Lockdown Blues: Is Our Social and Urban Planning Faulty?
Humans desire above all to build a dream house and settle inside creating good memories; that is why they work hard and invest heavily. However, during the lockdown, man has experienced great degrees of discomfort and resentment, despite getting the chance to do what he always wanted to.
Is it some fault in urban planning, architecture or interior design which is making people unhappy inside their four walls? Is it perhaps the absence of good terraces, windows or access to views of the neighborhood?
Two months after Chinese authorities locked down Wuhan, the city at the centre of the country’s coronavirus outbreak, there is light at the end of the tunnel for the Chinese. Hubei province is lifted travel restrictions in the capital city of Wuhan starting April 8, which ended a lockdown that began on January 2. Meanwhile, 3.5 billion people of the world, or half of the global population, is now in one way or the other under lockdown.
In the last few weeks, COVID-19 has spread to over 190 countries in a global pandemic that has killed more than over one lakh. Countries starting from the USA, UK, Italy, Spain and Iran are struggling to contain the virus, with large cities shutting down schools and public places, or issuing stay-at-home orders.
While the world is reeling under the pandemic, some countries like South Korea, Taiwan and Germany seem to be taking the epidemic in their stride with a either a limited number of cases or a low number of deaths, thanks to factors like large-scale testing, quarantining and social distancing.
Recently, World Health Organisation (WHO) started using the term “physical distancing” instead of ‘social distancing’ as they still want people to remain connected. According to WHO epidemiologist, Maria Van Kerkhove in the organization’s March 20 daily press briefing, social distancing, which refers to creating physical space between one another and avoiding large gatherings, comes from the public health and epidemiology lexicon and is semantically misleading. It tends to make some people misinterpret the term, implying a mindset of “if I had friends or if I were a member of a church or synagogue, it’s time to hunker down and pray by myself’.
Nations across the globe are asking residents to stay at home as local governments issued regulations shutting down “non-essential” businesses including pubs, restaurants, parks, stadiums and other venues of leisure and recreation, not for a world war but to safeguard their residents from the pandemic.

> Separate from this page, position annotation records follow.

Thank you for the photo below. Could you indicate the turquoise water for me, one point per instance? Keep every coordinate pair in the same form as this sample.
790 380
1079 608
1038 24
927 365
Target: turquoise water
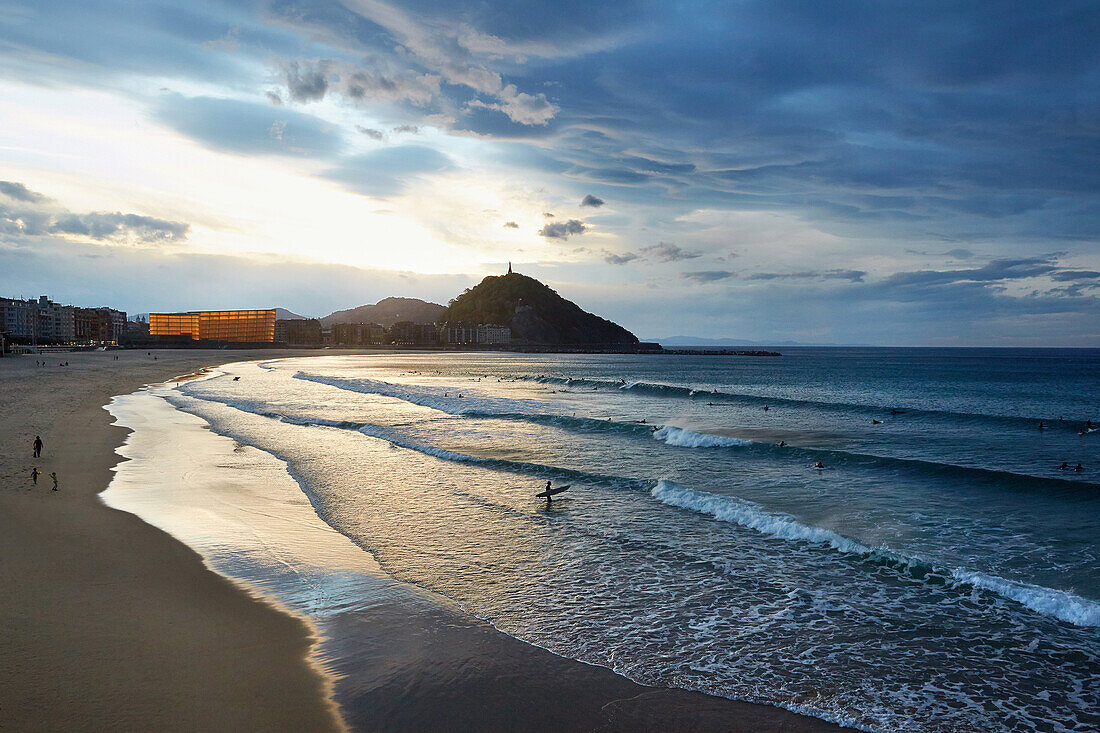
939 572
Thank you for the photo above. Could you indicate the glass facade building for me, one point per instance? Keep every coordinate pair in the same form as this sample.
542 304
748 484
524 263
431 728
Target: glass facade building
239 326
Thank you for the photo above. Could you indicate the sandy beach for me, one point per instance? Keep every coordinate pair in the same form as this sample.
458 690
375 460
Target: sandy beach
108 622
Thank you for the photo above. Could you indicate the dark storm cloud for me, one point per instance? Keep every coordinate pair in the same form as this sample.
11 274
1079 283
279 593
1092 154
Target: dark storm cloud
707 275
996 271
853 275
903 124
305 81
35 215
103 225
669 252
1066 275
563 229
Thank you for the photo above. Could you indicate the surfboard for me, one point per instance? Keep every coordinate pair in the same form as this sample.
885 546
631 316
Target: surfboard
556 490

Perhaps COVID 19 is a wake-up call for those involved in the building industry including urban planners, architects, engineers, interior designers, etc, to investigate the source of these issues at a deeper level and find solutions since no one knows how many lockdowns we will require in the times to come.

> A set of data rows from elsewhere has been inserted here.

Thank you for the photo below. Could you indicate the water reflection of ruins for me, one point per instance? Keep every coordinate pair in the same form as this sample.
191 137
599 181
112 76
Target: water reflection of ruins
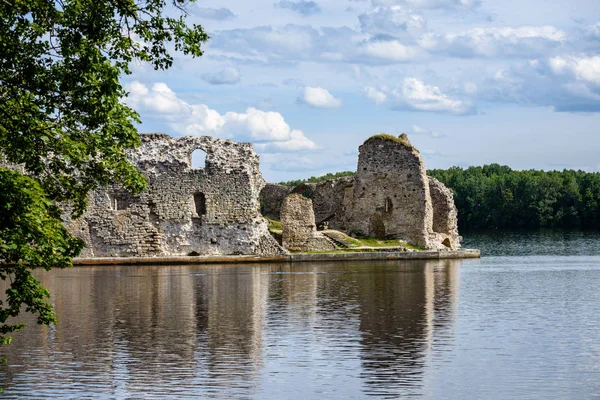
230 331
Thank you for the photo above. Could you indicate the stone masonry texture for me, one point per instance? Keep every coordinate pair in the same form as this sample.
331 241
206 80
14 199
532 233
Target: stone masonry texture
208 211
298 223
390 197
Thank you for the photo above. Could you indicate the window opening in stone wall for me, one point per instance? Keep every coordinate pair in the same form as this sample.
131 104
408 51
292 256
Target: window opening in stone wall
198 159
200 203
389 206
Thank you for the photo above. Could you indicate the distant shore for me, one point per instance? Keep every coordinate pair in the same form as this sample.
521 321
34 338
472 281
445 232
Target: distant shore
295 257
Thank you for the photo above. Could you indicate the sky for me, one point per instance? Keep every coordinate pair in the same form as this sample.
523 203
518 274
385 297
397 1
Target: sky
472 82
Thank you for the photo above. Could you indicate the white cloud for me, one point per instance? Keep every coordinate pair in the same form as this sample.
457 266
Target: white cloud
376 96
395 21
416 95
267 129
319 98
218 14
302 7
291 44
495 42
417 130
227 75
413 94
567 83
391 51
431 4
582 68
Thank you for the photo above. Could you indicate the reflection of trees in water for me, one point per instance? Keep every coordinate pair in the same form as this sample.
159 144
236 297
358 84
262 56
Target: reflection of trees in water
211 330
127 325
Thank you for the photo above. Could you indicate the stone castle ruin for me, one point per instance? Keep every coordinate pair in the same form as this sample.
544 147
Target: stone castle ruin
216 210
389 197
186 211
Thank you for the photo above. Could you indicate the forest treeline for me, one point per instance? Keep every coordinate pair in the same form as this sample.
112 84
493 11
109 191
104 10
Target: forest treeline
496 196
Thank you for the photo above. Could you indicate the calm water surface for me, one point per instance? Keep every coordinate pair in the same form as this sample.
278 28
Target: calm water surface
523 322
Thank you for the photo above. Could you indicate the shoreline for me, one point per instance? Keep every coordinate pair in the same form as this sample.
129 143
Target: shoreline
292 258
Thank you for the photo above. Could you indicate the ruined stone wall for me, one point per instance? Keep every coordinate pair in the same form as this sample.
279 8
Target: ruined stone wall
445 215
271 199
330 199
212 210
298 223
391 193
390 197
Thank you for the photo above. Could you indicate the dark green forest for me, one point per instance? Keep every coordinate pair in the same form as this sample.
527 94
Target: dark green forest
496 196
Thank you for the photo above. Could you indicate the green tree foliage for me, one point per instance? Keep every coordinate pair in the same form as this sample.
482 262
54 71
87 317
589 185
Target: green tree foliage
495 196
63 119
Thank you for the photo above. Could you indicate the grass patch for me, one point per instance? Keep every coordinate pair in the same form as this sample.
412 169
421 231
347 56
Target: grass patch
375 242
386 136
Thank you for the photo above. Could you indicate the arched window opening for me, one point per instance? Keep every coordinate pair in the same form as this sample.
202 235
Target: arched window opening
198 159
389 206
200 204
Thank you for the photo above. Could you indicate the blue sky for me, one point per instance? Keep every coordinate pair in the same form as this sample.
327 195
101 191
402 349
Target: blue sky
470 81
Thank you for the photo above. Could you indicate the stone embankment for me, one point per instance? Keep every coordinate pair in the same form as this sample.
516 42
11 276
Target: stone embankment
297 257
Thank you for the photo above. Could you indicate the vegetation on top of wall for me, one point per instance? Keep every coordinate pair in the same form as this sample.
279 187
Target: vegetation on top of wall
318 179
495 196
402 139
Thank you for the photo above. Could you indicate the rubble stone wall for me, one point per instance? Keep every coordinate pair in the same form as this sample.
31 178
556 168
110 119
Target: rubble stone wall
271 199
445 215
390 197
329 198
391 193
209 211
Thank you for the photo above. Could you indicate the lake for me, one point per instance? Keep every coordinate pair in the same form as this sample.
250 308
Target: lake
522 322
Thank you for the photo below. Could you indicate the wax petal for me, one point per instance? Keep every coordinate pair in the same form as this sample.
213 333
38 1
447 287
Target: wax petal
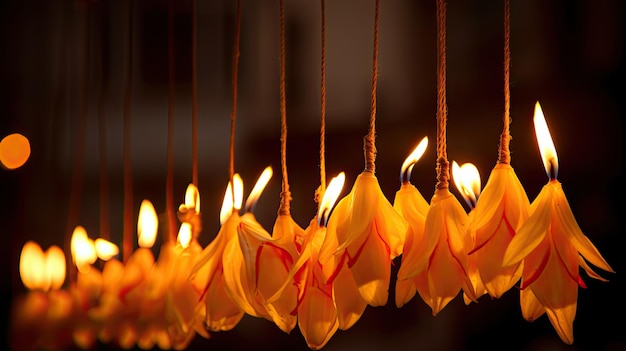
532 231
372 271
531 307
317 318
571 228
350 306
221 312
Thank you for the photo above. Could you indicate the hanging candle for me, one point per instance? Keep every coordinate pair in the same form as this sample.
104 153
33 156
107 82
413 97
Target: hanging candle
316 309
467 180
410 203
552 247
221 312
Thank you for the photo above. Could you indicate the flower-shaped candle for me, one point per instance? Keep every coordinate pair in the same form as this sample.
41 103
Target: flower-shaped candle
44 317
552 247
369 233
316 309
221 312
467 180
501 210
410 203
447 245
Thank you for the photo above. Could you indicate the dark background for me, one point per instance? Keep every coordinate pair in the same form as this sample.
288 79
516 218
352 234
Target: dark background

In India, more than 1.3 billion people are now under lockdown during the four-week period and Indian citizen are not allowed to leave their homes to socialize or work, except those working in healthcare, law enforcement, media and other essential services in order to slow down the spread of coronavirus.
Odisha has been at the forefront of the COVID 19 problem by going for lockdown ahead of the nation, incentivising registration of foreign nationals on return and setting up state-of-the-art medical facilities to deal with challenges in line with the Wuhan model.
However, with the border lock, the government could have isolated those one lakh or so travellers on arrival from other states and foreign soil, instead of allowing them self-isolation without surveillance. This later put the authorities in a predicament as they had to locate and contain the rogue patients that violated the restrictions imposed on them. As a result, we have the whole state locked down, virtually like a communist model implemented by the Chinese. And this method is being used for the whole democratic world including India.
Perhaps the eastern state missed an opportunity by not following the example of South Korea, Germany, Taiwan and Singapore. While comparing the statistics of cities like Bhubaneswar, Puri and Sambalpur with Rome, New York or London, may seem like uplifting news, the reality is that this is not a scientific way of calculating the efficacy of containing the pandemic.
What really should be considered in urban planning of future Bhubaneswar is how the city could provide the best even in worst situations, like building most efficient healthcare facilities for residents; perhaps a quarantine is really something that every city should make a priority when planning a Smart City.
Be it Odisha or Bhubaneswar, a move needs be made that goes beyond rudimentary solutions and outdated theories, one that will set the standard for the ‘Best Practices’ in healthcare and social welfare.
No modern city would die because of a crisis. Hence there is no need for Bhubaneswar to panic. Rather it should be alert. We should hope that slowly the Temple City will bounce back and become more sustainable and stronger with resilient people and lockdown will pass off as history.